In Tall Tales, Ringlefinch have created a delightfully self-assured soundtrack for a world doing the hokey-cokey with the Covid 19 pandemic. Intelligent catchy song-writing, imagination, good humour, heart, hygge, and folk politics abound and flourish in this aural delight.
I’m listening to Tall Tales in a beautiful country garden in the Wolds of rural Lincolnshire and it’s a perfect fit. Given the absence of live music events and festivals over the last eighteen months I’m giving myself a treat and having a mini-festival for one in the sun, headphones on delighting in the music of the moment. Pass me a Pimm’s and make sure it’s iced with fresh mint.

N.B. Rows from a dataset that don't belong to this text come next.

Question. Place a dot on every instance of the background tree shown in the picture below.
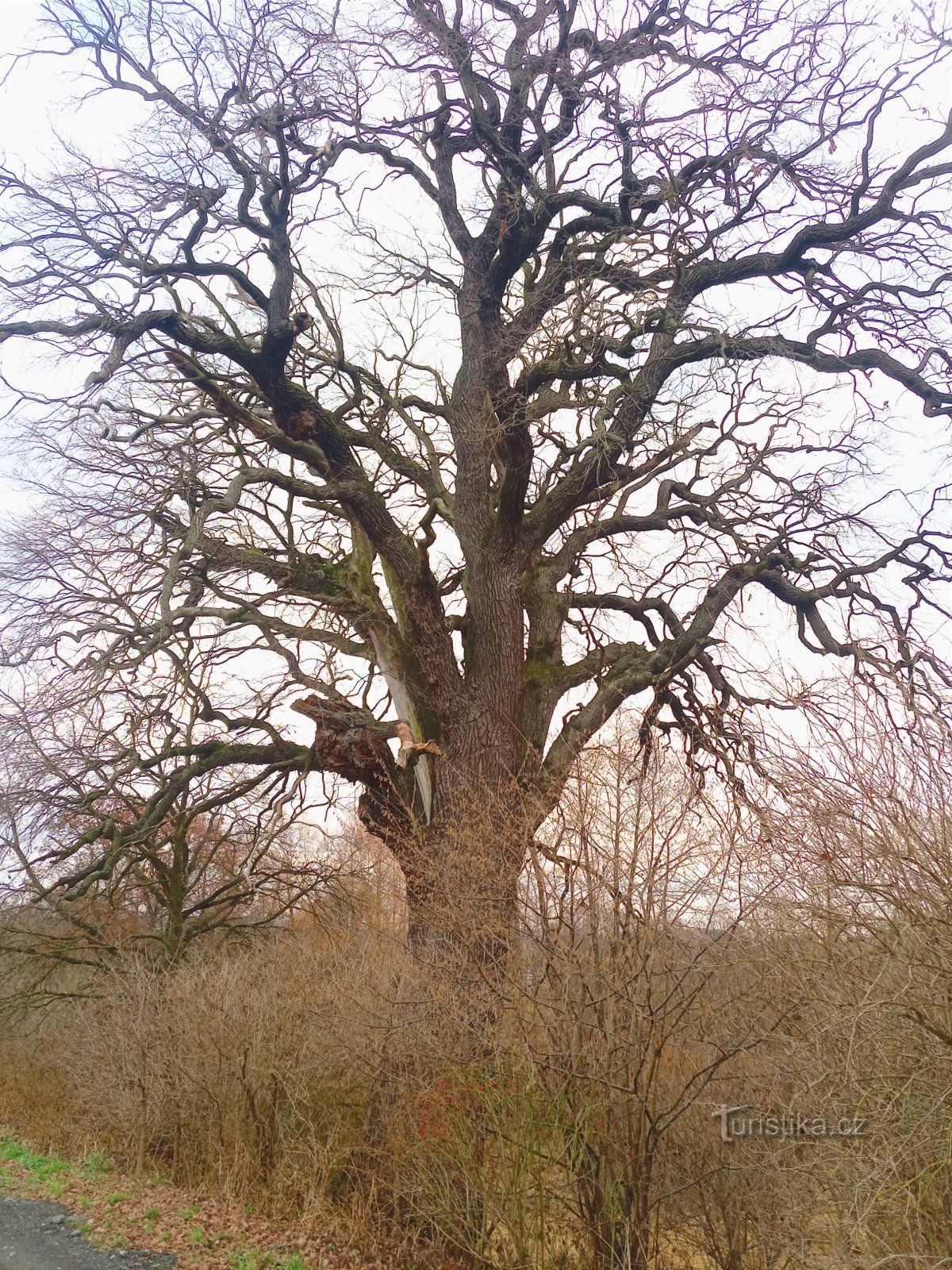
(478, 371)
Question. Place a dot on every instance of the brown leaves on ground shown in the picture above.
(205, 1232)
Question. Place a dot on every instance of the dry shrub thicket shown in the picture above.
(674, 956)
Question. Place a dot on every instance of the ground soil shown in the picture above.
(36, 1235)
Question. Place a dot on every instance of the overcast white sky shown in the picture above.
(40, 99)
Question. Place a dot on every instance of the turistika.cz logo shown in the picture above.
(740, 1123)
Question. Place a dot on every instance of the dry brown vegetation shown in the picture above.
(673, 956)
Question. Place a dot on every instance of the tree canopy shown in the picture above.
(457, 374)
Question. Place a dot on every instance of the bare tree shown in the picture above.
(471, 368)
(118, 846)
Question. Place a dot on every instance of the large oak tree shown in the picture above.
(460, 372)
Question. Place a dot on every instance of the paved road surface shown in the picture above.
(40, 1236)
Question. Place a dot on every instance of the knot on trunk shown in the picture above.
(348, 741)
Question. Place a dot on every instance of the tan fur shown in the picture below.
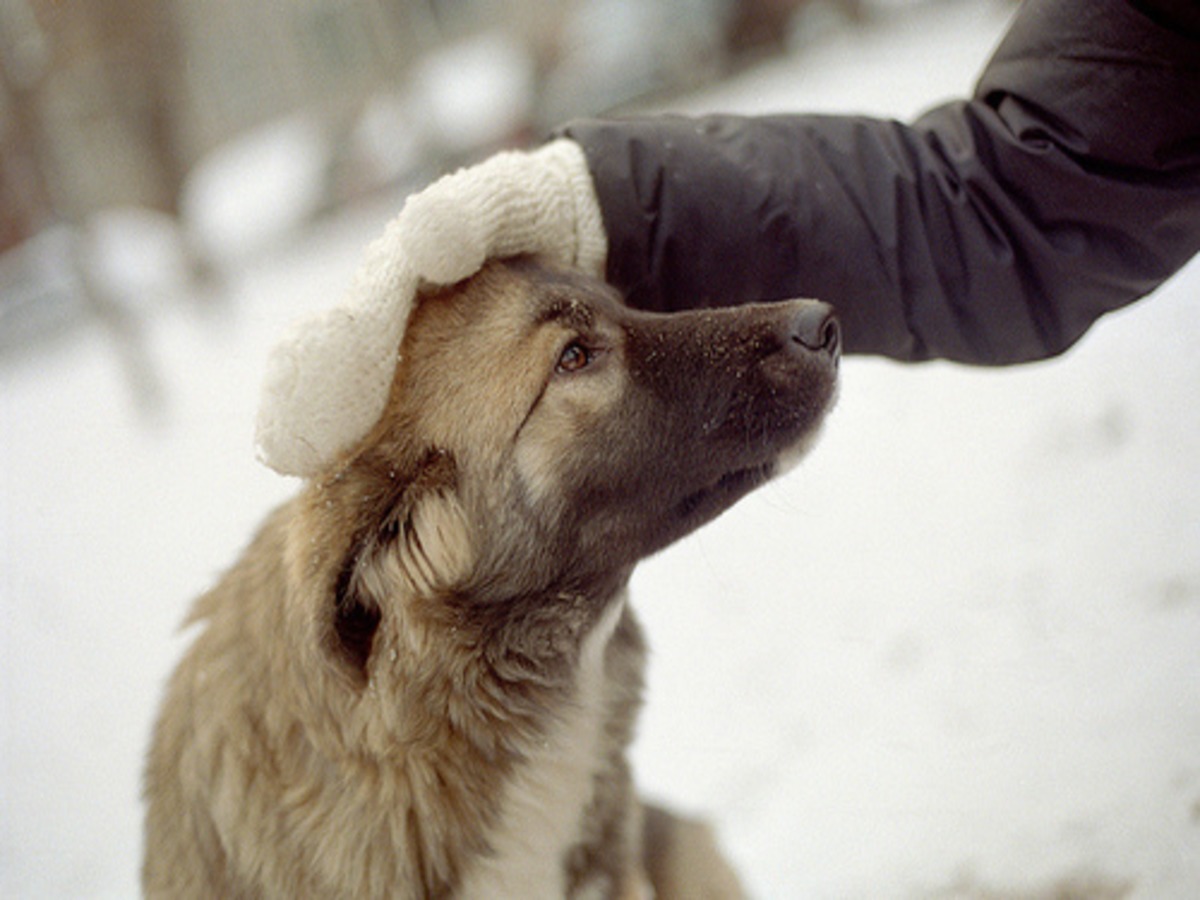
(420, 678)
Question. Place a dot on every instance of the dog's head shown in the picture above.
(540, 438)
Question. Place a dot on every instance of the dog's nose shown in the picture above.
(816, 328)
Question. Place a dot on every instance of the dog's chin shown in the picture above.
(714, 498)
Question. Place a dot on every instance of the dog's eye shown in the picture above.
(574, 358)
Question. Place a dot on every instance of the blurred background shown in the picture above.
(166, 108)
(952, 655)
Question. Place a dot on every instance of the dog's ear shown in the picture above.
(418, 545)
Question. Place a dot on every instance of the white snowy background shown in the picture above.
(955, 654)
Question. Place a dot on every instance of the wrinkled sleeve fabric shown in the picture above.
(990, 231)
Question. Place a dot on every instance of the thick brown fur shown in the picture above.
(421, 677)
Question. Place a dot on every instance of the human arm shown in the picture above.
(989, 231)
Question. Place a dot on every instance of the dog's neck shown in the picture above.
(499, 725)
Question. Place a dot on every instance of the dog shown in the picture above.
(421, 677)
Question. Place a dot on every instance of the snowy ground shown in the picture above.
(955, 654)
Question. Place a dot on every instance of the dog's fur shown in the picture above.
(421, 677)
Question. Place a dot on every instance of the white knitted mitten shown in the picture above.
(541, 203)
(328, 378)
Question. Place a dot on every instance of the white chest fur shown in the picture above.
(545, 799)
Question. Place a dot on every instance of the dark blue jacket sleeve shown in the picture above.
(995, 229)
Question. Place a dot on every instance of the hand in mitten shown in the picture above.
(541, 203)
(328, 379)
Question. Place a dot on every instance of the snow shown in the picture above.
(953, 654)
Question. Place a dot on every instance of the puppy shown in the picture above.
(421, 677)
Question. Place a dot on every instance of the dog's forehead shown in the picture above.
(571, 301)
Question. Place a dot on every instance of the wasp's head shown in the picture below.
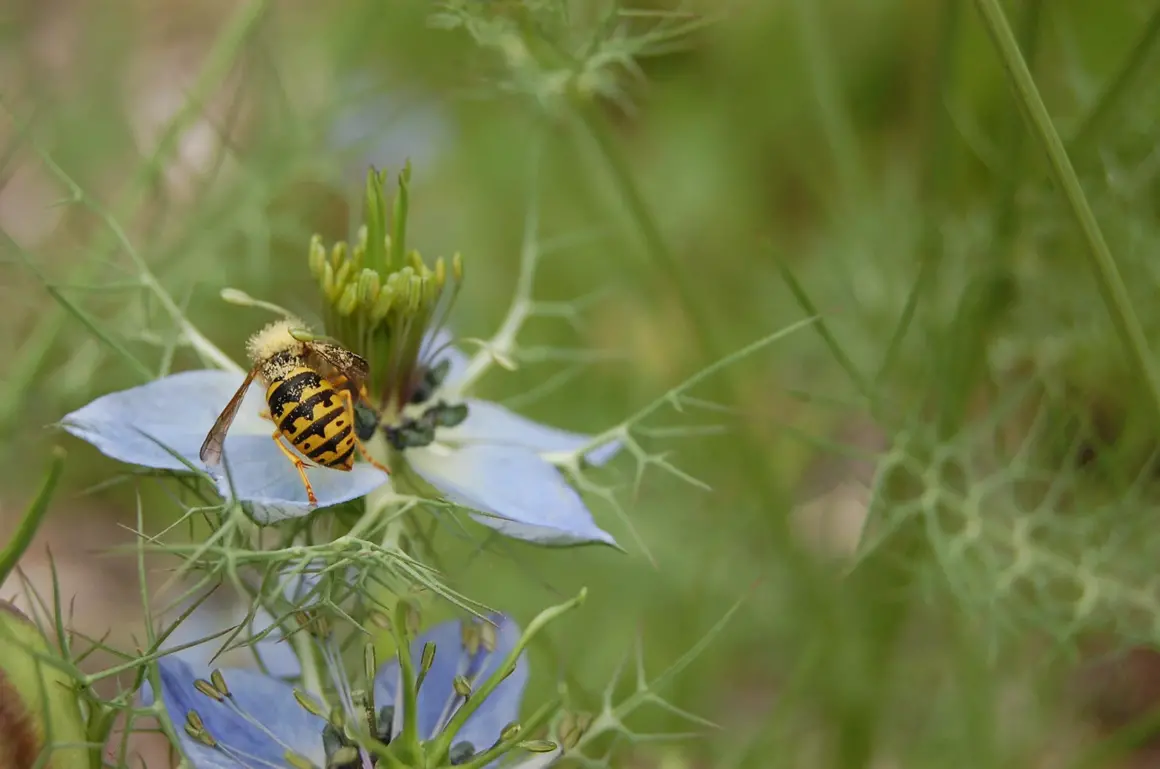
(274, 347)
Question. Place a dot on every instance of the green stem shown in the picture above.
(654, 241)
(1111, 285)
(440, 746)
(33, 516)
(410, 738)
(1114, 93)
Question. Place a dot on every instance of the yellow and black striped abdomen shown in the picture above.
(318, 421)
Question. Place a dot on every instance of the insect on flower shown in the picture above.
(312, 387)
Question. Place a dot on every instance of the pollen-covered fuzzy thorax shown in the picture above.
(275, 350)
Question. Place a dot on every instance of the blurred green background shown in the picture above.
(695, 158)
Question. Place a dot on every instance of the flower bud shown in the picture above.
(339, 254)
(38, 705)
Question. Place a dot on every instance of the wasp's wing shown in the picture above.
(353, 367)
(211, 449)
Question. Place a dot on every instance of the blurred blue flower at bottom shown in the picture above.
(248, 719)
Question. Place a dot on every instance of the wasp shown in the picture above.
(313, 391)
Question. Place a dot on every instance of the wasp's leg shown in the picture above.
(345, 394)
(299, 465)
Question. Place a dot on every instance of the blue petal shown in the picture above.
(437, 699)
(492, 423)
(536, 761)
(530, 498)
(282, 724)
(176, 412)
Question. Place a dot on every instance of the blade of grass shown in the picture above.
(24, 370)
(1111, 284)
(1113, 94)
(21, 538)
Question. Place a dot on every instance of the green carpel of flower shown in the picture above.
(381, 299)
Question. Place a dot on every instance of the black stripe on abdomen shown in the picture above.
(289, 391)
(305, 410)
(318, 427)
(332, 444)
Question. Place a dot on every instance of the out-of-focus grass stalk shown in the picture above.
(24, 368)
(1111, 285)
(878, 587)
(933, 182)
(834, 117)
(28, 526)
(1113, 94)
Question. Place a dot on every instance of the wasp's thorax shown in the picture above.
(275, 352)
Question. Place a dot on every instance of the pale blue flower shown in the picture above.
(260, 722)
(493, 462)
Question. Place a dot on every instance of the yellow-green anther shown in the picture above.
(471, 637)
(208, 689)
(297, 761)
(348, 302)
(201, 735)
(339, 254)
(309, 703)
(218, 682)
(328, 281)
(369, 285)
(415, 294)
(487, 637)
(342, 756)
(338, 718)
(510, 732)
(343, 274)
(317, 256)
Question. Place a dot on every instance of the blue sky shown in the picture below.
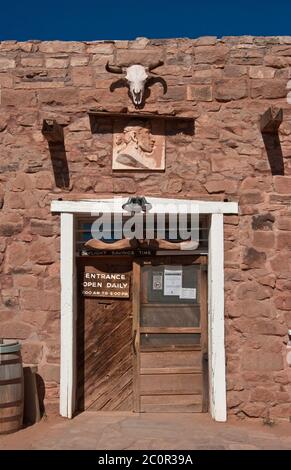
(128, 19)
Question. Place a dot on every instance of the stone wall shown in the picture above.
(226, 85)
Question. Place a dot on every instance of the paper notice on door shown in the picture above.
(189, 294)
(173, 281)
(158, 281)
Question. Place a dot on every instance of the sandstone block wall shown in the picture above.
(226, 85)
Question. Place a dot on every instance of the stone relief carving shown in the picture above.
(139, 145)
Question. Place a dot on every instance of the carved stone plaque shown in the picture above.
(139, 144)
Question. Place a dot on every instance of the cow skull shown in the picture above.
(136, 77)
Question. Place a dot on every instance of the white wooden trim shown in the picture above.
(159, 205)
(68, 317)
(217, 378)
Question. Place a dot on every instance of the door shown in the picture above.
(170, 335)
(104, 336)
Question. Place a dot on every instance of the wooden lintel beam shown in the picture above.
(271, 120)
(52, 131)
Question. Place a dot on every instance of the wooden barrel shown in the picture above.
(11, 388)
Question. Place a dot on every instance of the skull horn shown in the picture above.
(113, 68)
(155, 65)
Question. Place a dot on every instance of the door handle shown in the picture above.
(133, 341)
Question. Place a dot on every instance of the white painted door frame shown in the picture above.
(217, 377)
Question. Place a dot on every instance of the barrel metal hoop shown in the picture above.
(11, 381)
(11, 404)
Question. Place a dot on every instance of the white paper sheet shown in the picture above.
(173, 281)
(187, 293)
(158, 281)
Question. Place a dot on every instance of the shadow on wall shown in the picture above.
(34, 393)
(60, 164)
(54, 133)
(101, 124)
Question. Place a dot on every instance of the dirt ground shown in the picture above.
(119, 431)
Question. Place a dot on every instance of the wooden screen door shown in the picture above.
(170, 335)
(104, 342)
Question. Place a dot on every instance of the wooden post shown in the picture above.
(271, 120)
(52, 131)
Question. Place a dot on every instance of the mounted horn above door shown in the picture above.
(136, 77)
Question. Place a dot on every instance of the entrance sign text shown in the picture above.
(98, 284)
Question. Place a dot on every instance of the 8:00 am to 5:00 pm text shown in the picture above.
(146, 459)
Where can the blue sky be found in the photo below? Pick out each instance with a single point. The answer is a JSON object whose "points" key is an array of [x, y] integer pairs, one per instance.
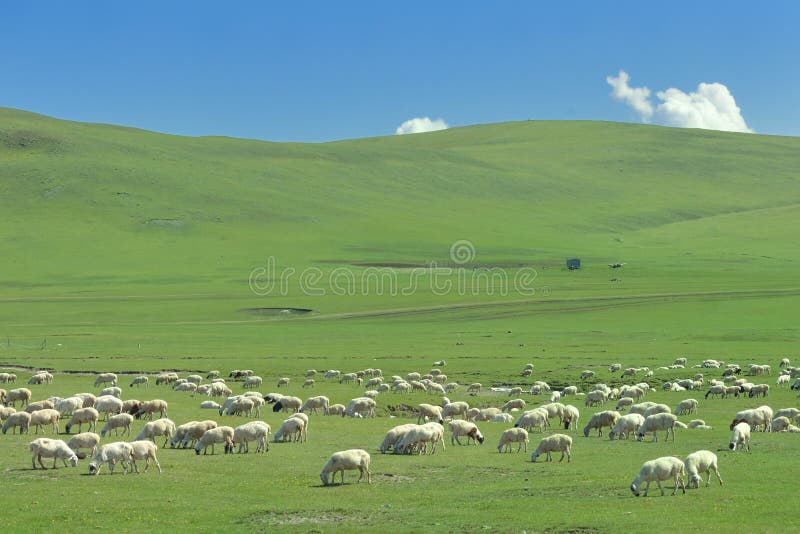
{"points": [[318, 71]]}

Tall Tales is crammed with earworms. I’m loving the arp-ing banjo and the cheeky fiddle work, lush arrangements supporting a straight up the middle indie vocal. The complex multi-part song-writing comes to life when other band members contribute their voices. This is musical chicken soup for the soul, a real panacea for a world in need of good nourishment and healing comfort.
Country, Klezmer, folk and jazz all contribute to this genteel urban mash-up with shades of bands like The Lumineers and the Waterboys abounding. These songs invite participation and incite a sense of community. I’m loving the use of the word ‘we’ in so many of the songs – we all know the feelings of isolation and it’s great to be invited along to this shared emotional journey.
A stand out track for me is the anthemic eponymous ‘Making It’ with its pragmatic pop sensibilities and joyous uplifting indie vibe. Immediately catchy and likeable, this clearly is not a band ‘muddling through’.
The plangent, pizzicato, pluckery of ‘Ophelia’ has heart , introspection and a melancholy strangely reminiscent of Nick Drake and Florence and the Machine and is just beautiful, the glorious string arrangements making it perfect.
From the Trad solo Cello of ‘Woolpacks’ to the jazzy gypsy swing of ‘Gone South’ a witty irreverent and beautiful take on travelling south for the winter, it is all going on. I’m dancing in my seat as I type. Shades of Ray Davies and the Kinks lazing on a Sunday afternoon.
‘Dust and Stones’ nods to Ennio Morricone with a spaghetti western squint and Jethro Tull whilst cheekily letting us dance a 3/8 Bourree. ‘The Masochist Tango’ is 50 Shades of Grey with a sense of humour. At some points there are laugh out loud funny hints of Neil Innes and Jake Thackery, revealing a wicked, dark and twisted perspective.
Weighing in at whopping 16 minutes and 23 seconds, ‘Coldwell Clough’ is a love song to a place and missed home turf – it is an epic journey of a track and you really do have to listen carefully to this. You know this is a band comfortable in its own company and in love with music, creativity, , atmosphere and home. To be fair I don’t think I’ve listened to a track longer than 10 minutes in a very long time, possible since 1979, anyone for ‘In-A-Gadda-Da-Vida’ or ‘Terrapin Station’? This is heart-warming music with a reverence for life.
You need this album. The depth and complexity of song-writing and the music are just the tip of a musical iceberg which saw the band build their own studio to record this astounding and delightful album. I’d never heard of Ringlefinch before but I am a fan now.